Urban Village as a Tool for Resilient Planning in Palestine

Work thumb

Views: 1,152

All Rights Reserved

Copyright © 2018, Common Ground Research Networks, All Rights Reserved

Abstract

The ideal objective of planning is the achievement of social justice and welfare. This research uses political geography in order to develop a planning approach in the face of dominant power in order to achieve justice. Spaces and places are the arena of planning practices. At the same time they are seen as an arena to display power relations. Specifically, “city” is a good example that represents this feature of “place” and “colonial power” is a good example of using cities as a field for its exercise.
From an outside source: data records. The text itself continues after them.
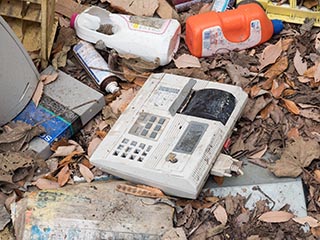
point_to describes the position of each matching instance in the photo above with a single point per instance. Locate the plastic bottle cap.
(73, 19)
(277, 26)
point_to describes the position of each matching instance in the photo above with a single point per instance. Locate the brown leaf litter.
(282, 78)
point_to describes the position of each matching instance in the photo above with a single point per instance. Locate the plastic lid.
(277, 26)
(73, 19)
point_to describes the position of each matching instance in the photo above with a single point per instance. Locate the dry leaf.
(63, 151)
(254, 237)
(101, 134)
(276, 69)
(312, 222)
(317, 175)
(277, 89)
(296, 156)
(317, 73)
(310, 113)
(4, 217)
(43, 183)
(214, 231)
(86, 173)
(316, 232)
(136, 7)
(293, 133)
(300, 66)
(309, 73)
(265, 113)
(121, 103)
(304, 79)
(63, 175)
(260, 153)
(140, 191)
(46, 79)
(270, 54)
(38, 93)
(212, 199)
(317, 42)
(186, 60)
(291, 106)
(276, 216)
(286, 43)
(221, 214)
(254, 91)
(93, 145)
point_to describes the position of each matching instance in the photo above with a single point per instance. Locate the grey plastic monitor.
(18, 75)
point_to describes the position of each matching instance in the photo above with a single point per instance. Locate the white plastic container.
(145, 37)
(89, 57)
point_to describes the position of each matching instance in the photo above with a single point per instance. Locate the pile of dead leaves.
(282, 79)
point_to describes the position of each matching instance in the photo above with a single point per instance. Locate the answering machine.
(171, 134)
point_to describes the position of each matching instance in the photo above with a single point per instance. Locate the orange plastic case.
(241, 28)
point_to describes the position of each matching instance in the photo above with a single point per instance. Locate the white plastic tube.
(145, 37)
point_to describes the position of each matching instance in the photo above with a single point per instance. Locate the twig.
(119, 72)
(65, 111)
(202, 221)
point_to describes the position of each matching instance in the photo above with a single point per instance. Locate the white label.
(89, 58)
(163, 97)
(147, 24)
(214, 40)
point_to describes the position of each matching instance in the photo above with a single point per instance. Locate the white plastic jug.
(145, 37)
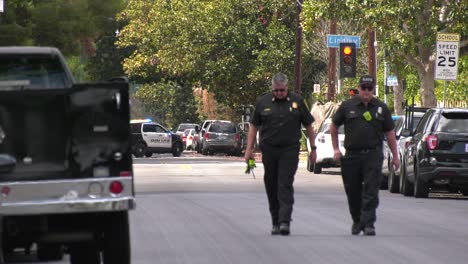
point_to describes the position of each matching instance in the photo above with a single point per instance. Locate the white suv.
(325, 148)
(149, 138)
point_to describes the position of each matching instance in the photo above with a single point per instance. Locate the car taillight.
(322, 139)
(407, 144)
(5, 191)
(125, 174)
(431, 142)
(116, 187)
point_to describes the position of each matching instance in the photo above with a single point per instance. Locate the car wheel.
(204, 151)
(140, 150)
(49, 252)
(384, 183)
(309, 164)
(393, 180)
(317, 168)
(406, 187)
(421, 188)
(177, 149)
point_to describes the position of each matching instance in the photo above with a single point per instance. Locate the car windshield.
(183, 127)
(326, 129)
(453, 122)
(223, 128)
(31, 72)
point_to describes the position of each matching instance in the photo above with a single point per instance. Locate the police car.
(149, 137)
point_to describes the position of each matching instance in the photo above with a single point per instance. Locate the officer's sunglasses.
(279, 90)
(368, 88)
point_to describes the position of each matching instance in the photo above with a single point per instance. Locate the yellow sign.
(448, 37)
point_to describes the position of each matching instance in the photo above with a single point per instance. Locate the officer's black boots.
(284, 229)
(356, 228)
(275, 230)
(369, 231)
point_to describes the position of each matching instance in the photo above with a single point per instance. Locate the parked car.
(387, 160)
(188, 137)
(182, 126)
(221, 136)
(403, 128)
(437, 154)
(149, 137)
(201, 134)
(325, 151)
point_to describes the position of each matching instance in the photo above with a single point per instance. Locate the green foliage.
(78, 68)
(230, 47)
(168, 103)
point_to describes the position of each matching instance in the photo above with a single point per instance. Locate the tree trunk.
(426, 77)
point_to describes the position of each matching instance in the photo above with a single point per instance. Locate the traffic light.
(347, 60)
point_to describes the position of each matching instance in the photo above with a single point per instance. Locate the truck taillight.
(5, 191)
(125, 174)
(431, 142)
(116, 187)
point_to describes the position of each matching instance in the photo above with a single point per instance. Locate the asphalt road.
(205, 210)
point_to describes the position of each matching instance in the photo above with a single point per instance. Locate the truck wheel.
(421, 188)
(177, 149)
(49, 252)
(116, 243)
(309, 164)
(393, 180)
(140, 150)
(317, 168)
(406, 187)
(84, 253)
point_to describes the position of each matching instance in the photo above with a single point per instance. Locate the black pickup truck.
(66, 177)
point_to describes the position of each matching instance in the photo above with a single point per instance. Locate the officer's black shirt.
(279, 121)
(360, 133)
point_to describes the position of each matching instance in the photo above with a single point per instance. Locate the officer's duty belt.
(362, 150)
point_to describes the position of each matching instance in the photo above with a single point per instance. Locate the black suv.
(149, 138)
(437, 155)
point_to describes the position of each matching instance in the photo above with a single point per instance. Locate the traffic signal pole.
(298, 52)
(331, 66)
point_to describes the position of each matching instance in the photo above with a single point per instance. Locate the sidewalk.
(302, 156)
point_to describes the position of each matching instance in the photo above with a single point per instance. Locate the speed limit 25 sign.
(447, 47)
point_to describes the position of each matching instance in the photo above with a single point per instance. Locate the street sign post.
(447, 47)
(333, 41)
(316, 88)
(392, 80)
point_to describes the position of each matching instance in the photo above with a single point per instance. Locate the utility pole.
(331, 65)
(371, 52)
(298, 52)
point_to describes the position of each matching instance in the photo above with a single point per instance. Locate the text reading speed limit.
(447, 46)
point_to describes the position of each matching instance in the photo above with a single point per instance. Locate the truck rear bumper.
(66, 196)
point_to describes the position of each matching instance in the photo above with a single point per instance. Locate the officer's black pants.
(280, 165)
(362, 174)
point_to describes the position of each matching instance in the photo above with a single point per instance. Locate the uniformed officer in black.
(366, 119)
(278, 117)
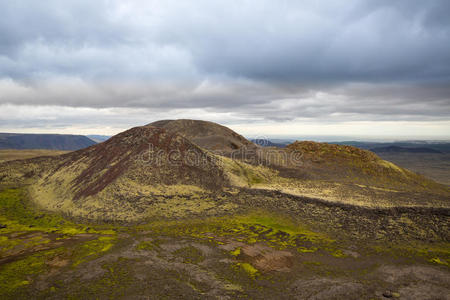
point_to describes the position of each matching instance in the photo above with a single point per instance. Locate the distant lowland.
(44, 141)
(190, 209)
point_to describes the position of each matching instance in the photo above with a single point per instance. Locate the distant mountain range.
(377, 147)
(98, 138)
(44, 141)
(407, 146)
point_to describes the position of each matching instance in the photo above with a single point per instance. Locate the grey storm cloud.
(262, 60)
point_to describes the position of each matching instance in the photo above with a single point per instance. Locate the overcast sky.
(376, 68)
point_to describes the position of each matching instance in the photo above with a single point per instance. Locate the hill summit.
(208, 135)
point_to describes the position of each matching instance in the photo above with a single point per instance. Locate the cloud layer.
(236, 62)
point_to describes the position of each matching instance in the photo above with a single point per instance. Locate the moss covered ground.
(258, 254)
Cities historically have been the medium where the sovereign power of colonialism or warfare power is exercised by using the physical and humanistic characteristics of cities to implement systems of “urbicide,” “bio-politics” and the use of bare life to impose control. This piece uses literature on political geography to analyze and understand existing political geographic conditions in the Palestinian Territories to develop a resilient Palestinian planning approach. It analyzes the ways in which the Israeli occupational power uses Palestinian cities to achieve control. Since resistance is in a dyad relation with domination, there is no separation between them. And since space is the medium of domination and resistance, then resistance can be sustained by urban planning practices at the physical (spatial) development level. In this sense, urban planning practice as a tool to facilitate resistance can take the opposite form of the spatial practice of domination. While, domination or oppression exercises through urban life, resistance can be facilitated by planning practice through its concentration on “ruralism.” This research is exploratory. It highlights the spatiality of the occupational power in the PT, at the same time examines existing social, spatial and geographical context that help to use space for resilient planning. It ends by recommending the concept of the “urban village,” a Palestinian urban village, for the accomplishment of Palestinian resilient planning.